Rien que pour changer : nous avons connu de longs épisodes de fuite en avant, avec les résultats que l’on connait, nous vivons maintenant une période de fuite en arrière.
Cela consiste à dire qu’on était mieux avant et que la bataille pour la survie fait rage pour savoir qui fera mieux dans le retour vers l’irrationnel, ou le surnaturel ou, plus souvent, le psychédélique. Mais comme tous les corps de métier, ou presque, s’y mettent, les excentricités et les lubies des uns et des autres n’attirent plus vraiment l’attention, d’autant que n’importe quel service peut soudain disparaître à plus ou moins de droit nécessairement bafoués et de revendications naturellement légitimes.
Ceci étant, toutes les variantes sont appelées à la rescousse. Le plus en vogue en ce moment est le motif appelé par très forte extension « la prime spécifique ».Le hasard des calendriers a fait que agents de propreté dans les municipalités, les médecins et les ingénieurs ont, chacun de son coté, demandé cette gratification dite « spécifique ».
Bien entendu, les spécificités ne sont pas identiques, mais la démarche reste la même. Dans l’intervalle, les villes peuvent bien ressembler à des poubelles, les voitures mouroirs peuvent continuer de circuler et même les « covidés » s’empresser de mourir. La prime spécifique passe avant.
Il faut dire à la décharge des revendicateurs actuels que d’autres corps de métiers ont déjà procédé de la même technique, forts de la même de la même rubrique, et ont obtenu gain de cause.
C’est ce qui s’appelle faire de la fuite en avant. Tout le monde s’ingénie à fuir, chacun à sa vitesse, quand les diplômés de toutes sortes fuient tout simplement à l’étranger.
Dans leur cas, on peut tout de même signaler qu’ils le font parce qu’ils n’ont ni salaire ni, justement, prime spécifique. Ils ne peuvent même pas faire la grève, dans l’exacte mesure ou ils sont comme on dit « hors champs », hors champs des urgences de l’Etat et hors champs des motivations des syndicats.
Certains vont même jusqu’à risquer leur vie sur des bateaux d’infortune ou, variante libre, grossir les rangs des brigades terroristes internationales. La fuite en avant aboutit ainsi à une fuite éperdue vers l’arrière.
Mais même en reculant, il arrive souvent que l’on se retrouve dos au mur. Les négociations en cours avec le FMInégociations en cours avec le FMI ressemblent à s’y méprendre à ce cas de figure.
Les bailleurs hypothétiques de fonds ont beau faire semblant de rassurer sur la volonté de soutien au pays, il n’en reste pas moins qu’ils restent des banquiers. Dans leur logique, l’argent doit rapporter avant de commencer à penser aux rétributions et aux « primes spécifiques ».

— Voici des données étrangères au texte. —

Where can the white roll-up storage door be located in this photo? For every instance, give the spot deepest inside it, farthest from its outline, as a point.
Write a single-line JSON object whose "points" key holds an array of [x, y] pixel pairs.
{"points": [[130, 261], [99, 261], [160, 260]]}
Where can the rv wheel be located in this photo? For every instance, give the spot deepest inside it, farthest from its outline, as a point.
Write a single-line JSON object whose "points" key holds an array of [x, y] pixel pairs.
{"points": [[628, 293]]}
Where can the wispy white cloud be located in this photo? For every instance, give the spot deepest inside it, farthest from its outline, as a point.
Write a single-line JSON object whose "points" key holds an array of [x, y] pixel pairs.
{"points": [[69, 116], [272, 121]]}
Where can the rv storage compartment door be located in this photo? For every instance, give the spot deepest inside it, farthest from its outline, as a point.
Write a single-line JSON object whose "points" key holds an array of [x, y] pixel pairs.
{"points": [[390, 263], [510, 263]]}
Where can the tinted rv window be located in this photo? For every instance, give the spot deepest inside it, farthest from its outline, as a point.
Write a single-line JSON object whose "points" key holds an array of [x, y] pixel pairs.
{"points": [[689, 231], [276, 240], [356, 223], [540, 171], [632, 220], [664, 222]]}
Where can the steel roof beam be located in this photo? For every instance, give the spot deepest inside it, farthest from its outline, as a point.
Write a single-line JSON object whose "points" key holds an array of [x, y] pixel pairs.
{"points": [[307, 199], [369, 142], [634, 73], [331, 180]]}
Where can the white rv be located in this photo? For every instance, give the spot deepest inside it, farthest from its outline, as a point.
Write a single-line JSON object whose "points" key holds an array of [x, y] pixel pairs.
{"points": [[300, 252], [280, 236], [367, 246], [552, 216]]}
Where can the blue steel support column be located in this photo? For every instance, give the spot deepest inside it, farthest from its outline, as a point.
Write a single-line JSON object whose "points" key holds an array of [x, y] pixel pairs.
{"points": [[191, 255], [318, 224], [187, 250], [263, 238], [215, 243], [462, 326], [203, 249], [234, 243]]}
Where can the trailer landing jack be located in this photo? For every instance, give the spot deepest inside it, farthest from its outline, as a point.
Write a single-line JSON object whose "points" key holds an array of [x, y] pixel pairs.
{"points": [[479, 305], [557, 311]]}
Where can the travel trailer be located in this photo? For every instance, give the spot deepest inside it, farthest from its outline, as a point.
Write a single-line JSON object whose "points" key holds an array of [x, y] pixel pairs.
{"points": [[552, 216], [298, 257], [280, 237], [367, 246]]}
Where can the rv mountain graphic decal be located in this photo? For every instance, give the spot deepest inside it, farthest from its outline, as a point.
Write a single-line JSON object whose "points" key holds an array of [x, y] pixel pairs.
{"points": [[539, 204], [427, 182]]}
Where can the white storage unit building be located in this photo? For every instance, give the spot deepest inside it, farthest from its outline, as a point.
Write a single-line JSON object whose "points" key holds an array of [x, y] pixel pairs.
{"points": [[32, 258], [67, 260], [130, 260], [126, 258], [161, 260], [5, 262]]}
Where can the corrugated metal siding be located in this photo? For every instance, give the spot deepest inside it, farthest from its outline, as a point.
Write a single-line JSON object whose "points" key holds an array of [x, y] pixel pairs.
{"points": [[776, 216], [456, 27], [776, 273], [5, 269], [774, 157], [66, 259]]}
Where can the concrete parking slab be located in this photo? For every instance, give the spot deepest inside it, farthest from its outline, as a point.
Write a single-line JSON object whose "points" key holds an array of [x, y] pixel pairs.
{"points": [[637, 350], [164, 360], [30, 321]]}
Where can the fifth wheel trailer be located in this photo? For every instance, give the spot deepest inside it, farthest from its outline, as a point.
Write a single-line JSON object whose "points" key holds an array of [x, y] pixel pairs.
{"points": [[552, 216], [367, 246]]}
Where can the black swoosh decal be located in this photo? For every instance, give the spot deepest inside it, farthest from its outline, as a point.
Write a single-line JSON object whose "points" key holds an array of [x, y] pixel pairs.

D’ailleurs, les négociateurs, du côté tunisien, vont avoir bien du mal à justifier les largesses de l’Etat tunisien au moment om les caisses sont désespérément vides.
On prête parfois aux pauvres, mais certainement pas pour les voir jeter l’argent par la fenêtre. Tout le monde comprend maintenant que la révolution tunisienne, et surtout le chaos qui l’a suivi, fut une opportunité tombée du ciel pour les magouilleurs de toutes sortes et les pratiques de corruption les plus criantes.
Il faut dire aussi que beaucoup de petits malins ont trouvé l’aubaine de prendre une revanche sur l’histoire et d’user des méthodes de l’ancien régime pour « pomper » les maigres ressources du pays.
Les têtes ont parfois, et encore, changé, mais les pratiques persistent. Il n’y a pas qu’à essayer de comprendre les « mécanismes » de la banqueroute annoncé de l’affaire de la BFT pour constater que ceux qui n’ont pas payé leurs créances sous Ben Ali continuent à prospérer dans l’après –révolution supposé antidote à leurs pratiques.
Au fait, juste un petit rappel. Les grévistes de la campagne de vaccination ont aussi argué du bien-fondé de leur action en disant que la campagne en question a été, de toute façon, un « fiasco », parole de connaisseur, en plus coresponsable du fiasco en question. La grève a donc servi, entre autres, à transformer la campagne de vaccination en fiasco total. L’autruche, au lieu de fuir, s’enfonce la tête dans le trou.